There is a common refrain that you will see right across the internet. It’s a kind of text-based meme. ‘Men will do anything except go to therapy.’, or some variation of that. You see this refrain anywhere that tells of or shows a man who has done something seemingly incomprehensible to the commenter.

A good 80-90% of the time I see this refrain, I think ‘Yes, because most men intuitively know that what’s done in “therapy” will have absolutely no capacity to solve this problem.’. There is an assumption, held by some people – a belief, even – in the infinite power of ‘therapy’ to fix everything.

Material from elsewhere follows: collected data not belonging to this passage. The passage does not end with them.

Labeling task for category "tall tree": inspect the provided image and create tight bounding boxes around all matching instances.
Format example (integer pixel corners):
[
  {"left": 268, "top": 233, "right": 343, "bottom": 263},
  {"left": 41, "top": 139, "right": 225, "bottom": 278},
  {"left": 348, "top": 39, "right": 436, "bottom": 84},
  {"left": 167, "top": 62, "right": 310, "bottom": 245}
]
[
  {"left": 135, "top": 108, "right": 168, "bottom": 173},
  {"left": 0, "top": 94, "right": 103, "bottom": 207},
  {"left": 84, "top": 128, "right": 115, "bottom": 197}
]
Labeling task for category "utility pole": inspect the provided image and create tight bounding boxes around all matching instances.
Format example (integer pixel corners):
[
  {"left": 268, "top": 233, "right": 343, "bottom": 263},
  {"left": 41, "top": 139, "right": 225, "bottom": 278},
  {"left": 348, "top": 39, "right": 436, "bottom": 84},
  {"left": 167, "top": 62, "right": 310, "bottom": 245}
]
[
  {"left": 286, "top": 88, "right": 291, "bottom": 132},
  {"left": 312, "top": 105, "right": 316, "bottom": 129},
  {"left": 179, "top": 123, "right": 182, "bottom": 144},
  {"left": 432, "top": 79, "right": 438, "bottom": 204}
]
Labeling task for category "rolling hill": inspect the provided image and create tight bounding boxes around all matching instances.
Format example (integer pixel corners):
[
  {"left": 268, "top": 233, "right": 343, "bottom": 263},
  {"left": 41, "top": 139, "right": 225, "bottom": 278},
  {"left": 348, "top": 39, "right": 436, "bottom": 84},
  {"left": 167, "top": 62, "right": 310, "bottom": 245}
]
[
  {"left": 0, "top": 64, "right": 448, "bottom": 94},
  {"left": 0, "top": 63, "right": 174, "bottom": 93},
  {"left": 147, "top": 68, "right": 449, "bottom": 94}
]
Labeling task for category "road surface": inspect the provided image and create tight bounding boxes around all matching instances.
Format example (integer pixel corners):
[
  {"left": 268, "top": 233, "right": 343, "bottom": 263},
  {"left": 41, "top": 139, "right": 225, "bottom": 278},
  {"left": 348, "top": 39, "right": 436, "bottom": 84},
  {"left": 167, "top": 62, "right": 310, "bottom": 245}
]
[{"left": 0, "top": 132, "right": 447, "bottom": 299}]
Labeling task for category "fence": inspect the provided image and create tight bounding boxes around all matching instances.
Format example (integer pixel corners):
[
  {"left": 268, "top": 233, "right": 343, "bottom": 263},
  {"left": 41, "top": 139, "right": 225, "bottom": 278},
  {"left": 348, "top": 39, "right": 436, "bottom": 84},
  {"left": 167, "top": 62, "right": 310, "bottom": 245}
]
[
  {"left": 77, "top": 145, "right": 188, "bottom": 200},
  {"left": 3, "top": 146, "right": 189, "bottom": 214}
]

They seem to believe that therapy can fix every problem. I have even heard, over the years, these people express that they believe everyone should be in therapy – all the time.

As I say, the reason why therapy is less popular with men than it is with women is because men realise that it will not solve their problems. This is not to say that it is never useful – there are certain problems that it can solve – but psychotherapy is treated by some as a panacea. It is not. And not only is it not, it can also create problems. Psychotherapy can encourage excessive rumination and the acceptance of non-agency – and even worse, the near-worship of psychotherapy that seems to exist among a small proportion of the population can promote both of these things.

Psychotherapy is not neutral. We are encouraged to think that it is – that the psychotherapist comes with no biases. But actually they do – and sometimes they have very strong biases. Psychotherapy is not neutral – not morally, not philosophically, not politically. They have replaced, in some ways, a task done in previous centuries by vicars and other religious figures – except that while you likely know the approximate moral, philosophical, and political positions of a Christian vicar before talking to them, with a psychotherapist, you don’t.

Psychotherapy is not infallible. This should be obvious, but apparently to some it is not. One of the clearest and most topical examples of this is the complete capture of the profession of psychotherapy by Gender Ideology that we have seen over the last decade or more. When an entire field can make that big of a mistake, one should not only not consider it infallible, one should consider it to be highly fallible.

Yet there are people who seem to believe in the complete infallibility of psychotherapy. More than that – they won’t have a word said about it. If you try to suggest that maybe – just maybe – psychotherapy is anything other than salvation, they will try to shut you down – cut you off mid sentence. No wrong word may be said about it. It is a religious-like zeal, and I have observed it enough times now to need a name for it.

Psychotherapomania – or just therapomania for short – the near-religious belief in the infallibility of psychotherapy.